Tat is required for the expression of the HIV-1 genome. HIV-1 Tat interacts with the human transcriptional coactivator and acetyltransferase CREB-binding protein (CBP) via the KIX domain of CBP. Chemical shift perturbation mapping with nuclear magnetic resonance spectroscopy was used to identify the surface of human KIX that interacts with Tat. It was found that Tat binds to the c-Jun/MLL/Tax binding surface of KIX, as opposed to the CREB binding site. The results provide new insight into the molecular basis of the assembly of protein complexes involving p300/CBP and Tat during HIV gene expression.

KIX-mediated assembly of the CBP-CREB-HTLV-1 tax coactivator-activator complex.

The HTLV-1 transcriptional activator Tax is required for viral replication and pathogenesis. In concert with human CREB, Tax recruits the human transcriptional coactivator and histone acetyltransferase p300/CBP to the HTLV-1 promoter. Here we investigate the structural features of the interaction between Tax and the KIX domain of p300/CBP. Circular dichroism spectroscopy, nuclear magnetic resonance chemical shift perturbation mapping, and sedimentation equilibrium analysis show that KIX binds a Tax subdomain corresponding to residues 59-98 of Tax (called Tax(59-98)). Circular dichroism spectroscopy suggests that Tax(59-98) is intrinsically disordered (natively unfolded) in isolation and adopts an ordered conformation upon binding KIX. The interaction is disrupted by a single amino acid variation of Tax(59-98) in which leucine 68 is substituted with proline. Chemical shift perturbation mapping reveals that the Tax-binding surface of KIX is distinct from that utilized by CREB, and corresponds to the site of KIX that interacts with the human transcription factors c-Jun and mixed lineage leukemia protein (MLL). Sedimentation equilibrium analysis shows that Tax and the phosphorylated KID domain of CREB can simultaneously bind KIX to form a ternary 1:1:1 complex. The results provide a molecular description of the concerted recruitment of p300/CBP via the KIX domain by Tax and phosphorylated CREB during Tax-mediated gene expression.

Contribution to stability and folding of a buried polar residue at the CARM1 methylation site of the KIX domain of CBP.

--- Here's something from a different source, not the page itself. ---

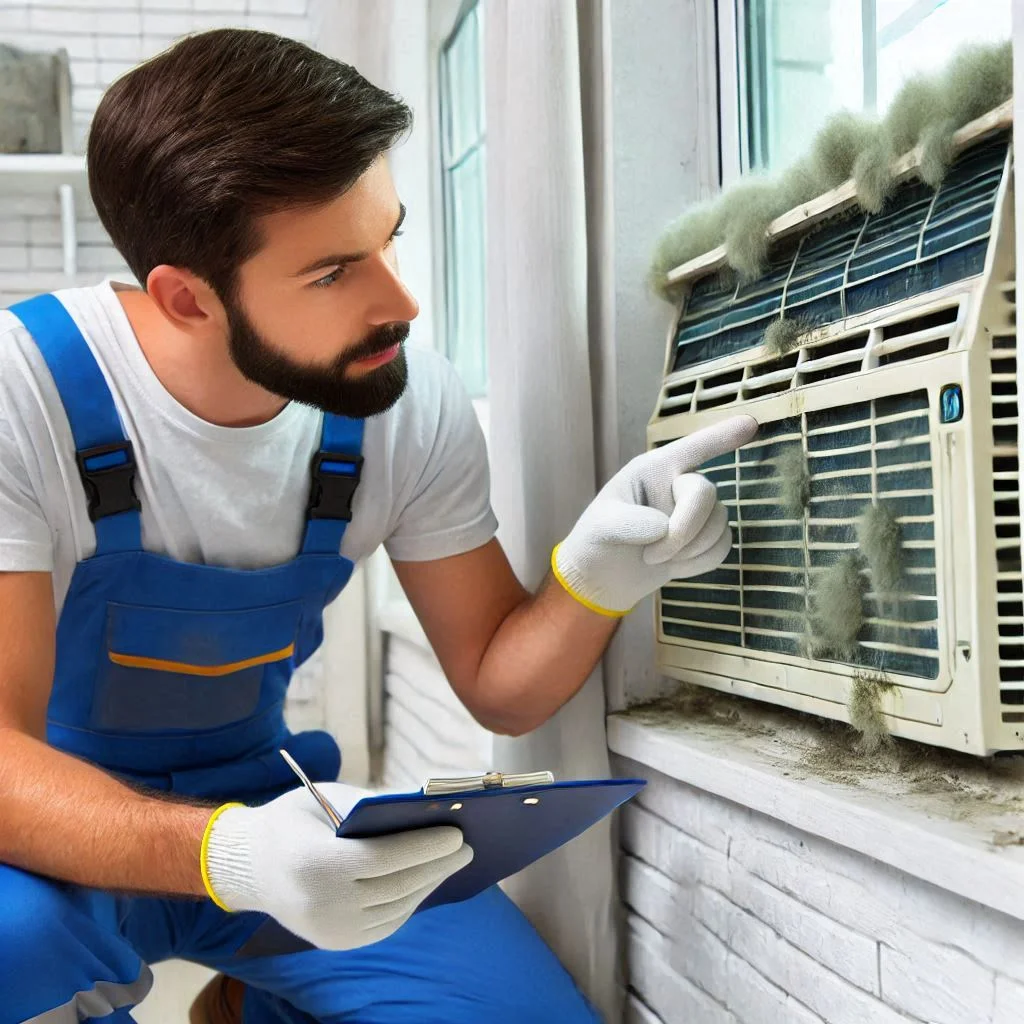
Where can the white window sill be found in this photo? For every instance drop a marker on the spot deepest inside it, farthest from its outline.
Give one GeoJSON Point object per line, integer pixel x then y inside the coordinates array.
{"type": "Point", "coordinates": [960, 828]}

The transcriptional coactivator and acetyltransferase CREB Binding Protein (CBP) is comprised of several autonomously folded and functionally independent domains. The KIX domain mediates interactions between CBP and numerous transcriptional activators. The folded region of KIX has all the structural features of a globular protein, including three alpha-helices, two short 3(10) helices, and a well-packed hydrophobic core. KIX contains a buried cation-pi interaction between the positively charged guanidinium group of Arg 600 and the aromatic ring of Tyr 640. Arg 600 is a site for regulatory methylation by CARM1/PRMT4, which negates the CREB-binding function of the KIX domain. The role of the Arg 600-Tyr 640 buried polar interaction in specifying and stabilizing the structure of KIX was investigated by comparing the folding of wild-type KIX with the single point mutants Y640F and R600M. The Y640F mutant disrupts a hydrogen bond involving the Tyr 640 OH and the backbone of V595 but still allows for the cation-pi interaction while the R600M mutant disrupts the cation-pi interaction. Both wild type KIX and Y640F exhibit properties expected of native like, globular proteins such as a single oligomerization state (monomer), cooperative thermal and urea-induced unfolding transitions, and a well-packed core. In contrast, the R600M mutant has properties reminiscent of a molten globule state, including a tendency to aggregate, noncooperative thermal unfolding transition, and a loosely packed core. Thus, the buried cation-pi interaction is critical for specifying the unique cooperatively folded structure of KIX.